Browse or search the Owl Eyes library to see if your upcoming book is included. Many great authors are included, like Shakespeare, Emily Dickinson, Mark Twain, and more.
How Do Annotations Work?
Expert annotations are included in the text, and students can make their own annotations as well. As they read, they can highlight text and add notes. They can also ask questions. As the teacher, you can see and reply to their annotations within their book!
How Do Teachers Assign In-Text Quizzes?
As students read, you can assign questions to check for comprehension and point out important items. Just highlight a place in the chapter or book where you’d like to add a quiz. Now, as students read, they can find and answer those questions.
How to Use Owl Eyes
- Teaching. I think every classical literature teacher should have an Owl Eyes account just to access the annotations and lesson plans.
- Create a classroom with your students. This is the ultimate goal. Your students can read on their device, you can be on the same page, and they don’t have to lug their books to class.
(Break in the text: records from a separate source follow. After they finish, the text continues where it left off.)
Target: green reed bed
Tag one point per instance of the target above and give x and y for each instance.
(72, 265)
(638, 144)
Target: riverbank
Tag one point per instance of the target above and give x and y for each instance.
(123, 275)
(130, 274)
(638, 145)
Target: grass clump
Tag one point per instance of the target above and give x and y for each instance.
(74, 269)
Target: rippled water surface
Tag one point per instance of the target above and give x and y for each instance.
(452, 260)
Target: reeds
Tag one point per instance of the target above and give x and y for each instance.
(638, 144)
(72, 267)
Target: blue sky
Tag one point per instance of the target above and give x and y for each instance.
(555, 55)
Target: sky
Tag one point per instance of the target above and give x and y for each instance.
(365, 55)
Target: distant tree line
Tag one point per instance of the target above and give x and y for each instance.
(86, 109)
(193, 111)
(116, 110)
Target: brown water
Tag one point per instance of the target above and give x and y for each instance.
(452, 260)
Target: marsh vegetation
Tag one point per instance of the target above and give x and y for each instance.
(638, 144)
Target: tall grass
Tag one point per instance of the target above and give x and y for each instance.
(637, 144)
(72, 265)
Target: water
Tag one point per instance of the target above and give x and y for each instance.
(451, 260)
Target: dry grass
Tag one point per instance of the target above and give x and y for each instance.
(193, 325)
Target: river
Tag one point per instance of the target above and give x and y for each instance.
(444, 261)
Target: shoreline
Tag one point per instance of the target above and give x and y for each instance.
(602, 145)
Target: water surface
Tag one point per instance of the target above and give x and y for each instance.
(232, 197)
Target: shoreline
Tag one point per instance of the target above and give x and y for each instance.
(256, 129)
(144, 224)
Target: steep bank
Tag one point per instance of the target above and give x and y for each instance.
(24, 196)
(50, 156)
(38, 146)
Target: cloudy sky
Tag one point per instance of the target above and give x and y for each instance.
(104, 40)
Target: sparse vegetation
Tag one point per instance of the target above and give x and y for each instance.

If you’re in a 1-to-1 classroom with iPads, Chromebooks, or any other device, this free tool is a MUST-USE. No doubt about it!
- Collaborate. If you’re co-planning with other teachers, Owl Eyes will make it easier to share and discuss the texts you’re covering.
Sign Up Before September 1, 2017 and Get Free Lesson Plans
If you sign up now (August 2017) for Owl Eyes, they’ll send you 10 free 60-minute lesson plans. (Make sure you do this before September 1, 2017 – this is only for August so tell everyone you know now!)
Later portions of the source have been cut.